Trying to compartmentalize her fear, Kelsey followed orders to sedate the patient. As she approached her with the syringe, the patient, who had managed to free herself from the restraints, grabbed Kelsey’s arm and attempted to turn the syringe to inject Kelsey instead. Security was able to wrestle the syringe from the patient, but that didn’t prevent more attacks for the remainder of Kelsey’s shift—she recalls dodging punches from the patient before another nurse called a “code gray,” a signal used in hospitals to indicate a security concern, like a combative patient.
“I just remember walking out of that room, and my preceptor [a supervising nurse] was like, ‘Yep, welcome to nursing,’ ” Kelsey says.

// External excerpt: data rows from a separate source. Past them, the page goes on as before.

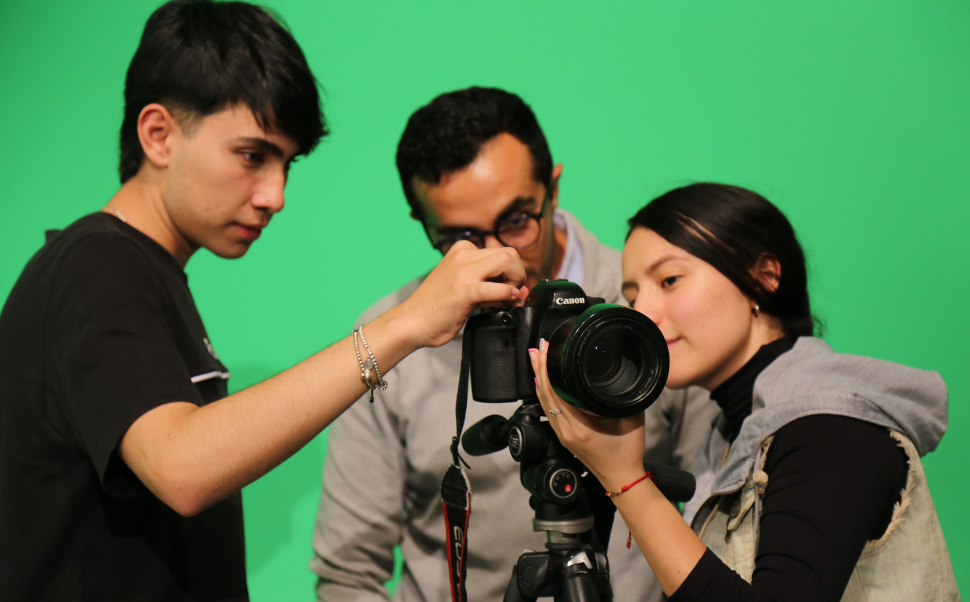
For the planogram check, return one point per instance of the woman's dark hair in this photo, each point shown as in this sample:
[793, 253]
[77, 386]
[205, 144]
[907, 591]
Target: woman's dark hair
[447, 134]
[198, 57]
[732, 228]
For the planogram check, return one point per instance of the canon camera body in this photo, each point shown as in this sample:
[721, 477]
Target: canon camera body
[604, 358]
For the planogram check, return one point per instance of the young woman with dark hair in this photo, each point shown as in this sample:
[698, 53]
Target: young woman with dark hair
[809, 485]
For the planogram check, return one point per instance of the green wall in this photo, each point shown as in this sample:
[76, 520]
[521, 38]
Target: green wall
[852, 116]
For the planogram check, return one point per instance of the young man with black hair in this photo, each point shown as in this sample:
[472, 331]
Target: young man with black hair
[121, 455]
[475, 166]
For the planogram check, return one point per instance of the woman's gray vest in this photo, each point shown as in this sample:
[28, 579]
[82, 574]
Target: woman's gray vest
[910, 561]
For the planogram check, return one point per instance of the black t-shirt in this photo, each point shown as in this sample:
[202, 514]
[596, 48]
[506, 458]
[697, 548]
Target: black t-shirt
[99, 329]
[832, 485]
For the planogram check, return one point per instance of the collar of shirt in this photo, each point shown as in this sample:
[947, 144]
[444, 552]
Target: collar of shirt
[573, 266]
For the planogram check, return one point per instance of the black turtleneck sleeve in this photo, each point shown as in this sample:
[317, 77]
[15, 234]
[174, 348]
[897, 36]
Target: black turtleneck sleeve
[832, 484]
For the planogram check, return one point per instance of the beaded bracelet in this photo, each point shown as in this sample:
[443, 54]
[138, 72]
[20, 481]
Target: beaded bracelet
[616, 492]
[370, 373]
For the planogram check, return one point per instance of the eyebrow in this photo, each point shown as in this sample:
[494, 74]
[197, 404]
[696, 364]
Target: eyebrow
[518, 204]
[263, 145]
[652, 268]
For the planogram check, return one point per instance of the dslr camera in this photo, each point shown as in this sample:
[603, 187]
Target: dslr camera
[604, 358]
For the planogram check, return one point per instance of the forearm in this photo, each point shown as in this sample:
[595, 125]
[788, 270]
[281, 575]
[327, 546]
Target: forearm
[206, 453]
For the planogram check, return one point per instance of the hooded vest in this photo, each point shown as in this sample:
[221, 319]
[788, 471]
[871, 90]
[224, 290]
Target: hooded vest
[910, 561]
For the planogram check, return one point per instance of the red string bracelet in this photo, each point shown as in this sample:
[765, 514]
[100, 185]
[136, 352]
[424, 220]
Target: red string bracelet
[616, 492]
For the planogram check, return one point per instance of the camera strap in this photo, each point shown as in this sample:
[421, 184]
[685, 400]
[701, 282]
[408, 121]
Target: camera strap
[456, 494]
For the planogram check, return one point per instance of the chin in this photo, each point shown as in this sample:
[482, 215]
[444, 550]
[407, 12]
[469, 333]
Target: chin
[234, 251]
[680, 381]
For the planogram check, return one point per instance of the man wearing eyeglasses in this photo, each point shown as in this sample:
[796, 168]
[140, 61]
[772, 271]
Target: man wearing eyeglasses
[475, 166]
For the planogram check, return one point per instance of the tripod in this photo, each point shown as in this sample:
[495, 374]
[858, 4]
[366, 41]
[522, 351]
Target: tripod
[571, 569]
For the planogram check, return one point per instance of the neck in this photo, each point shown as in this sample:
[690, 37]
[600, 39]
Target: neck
[764, 330]
[561, 238]
[140, 201]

In the aftermath, Kelsey spent months trying to parse her feelings about the incident. Who was to blame? Her coworkers discouraged her from filing an incident report. Many of them had already experienced countless violent situations in their hospital, and management rarely acted on their concerns or increased staff safety measures. It would have been easy for Kelsey to villainize the patient, but she knew the individual was sick. Still, both of them had been put at risk that day, and Kelsey had been left without adequate training or resources to handle the violence.
In hospitals across the country, nurses are being threatened, punched, kicked, and even killed. It’s a crisis hiding in plain sight—and on our television screens. This violence has become such a normalized part of a nurse’s job that it’s now highlighted on Max’s new hit hospital drama, The Pitt. Viewers watch as charge nurse Dana Evans gets brutally punched in the face by an angry patient during a particularly chaotic shift.
True to the pop culture depiction, assaults by patients and family members alike have become terrifyingly common in the nursing world. These incidents, which were already on the rise pre-2020, accelerated during the pandemic, and many hospitals still lack effective reporting systems or adequate responses from management. Nearly half of respondents in a recent National Nurses United (NNU) survey reported a rise in violence from the previous year, with 26.3 percent saying violence “increased a lot,” yet union occupational health professionals estimate that up to 90 percent of these incidents go unreported, according to Jane Thomason, lead industrial hygienist at NNU.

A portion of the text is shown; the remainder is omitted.